So far, it appears that the scammers are targeting high-dollar items in the operation, with the average cost of the fraudulent purchases ranging between $3,000 and $5,000. By the time victims become aware of the fraudulent purchases made in their name, it’s already too late.
The Barclaycard FAQ (frequently asked questions) webpage for the Apple product financing option indicates that some applications for credit may be flagged prior to approval, and that the applicant will be required to go through a secondary verification process. The problem is that Barclaycard does not contact the applicant, but instead provides a phone number for the applicant to call.

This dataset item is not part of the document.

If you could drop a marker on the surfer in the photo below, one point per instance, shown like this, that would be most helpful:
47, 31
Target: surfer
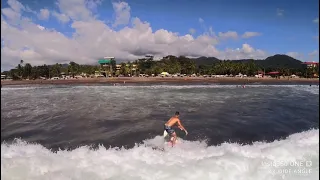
168, 127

Depending on the questions the applicant is required to answer, this secondary validation may prevent some scammers from successfully obtaining credit in the victim’s name. But given that Barclaycard does not directly contact the applicant with the information provided on the credit application form, it is still possible for the identity thieves to complete the process and receive approval.
If Barclaycard would implement a secondary validation with a direct call using the contact information provided on the application, it is likely that the potential for abuse of the instant financing offer could be diminished.
Alternatively, if Apple required that the shipping address be the same as the billing address provided in the Barclaycard credit application, and the information is, in fact, being cross-referenced by Barclaycard with a reliable source, the opportunity to commit fraudulent transactions could similarly be lessened.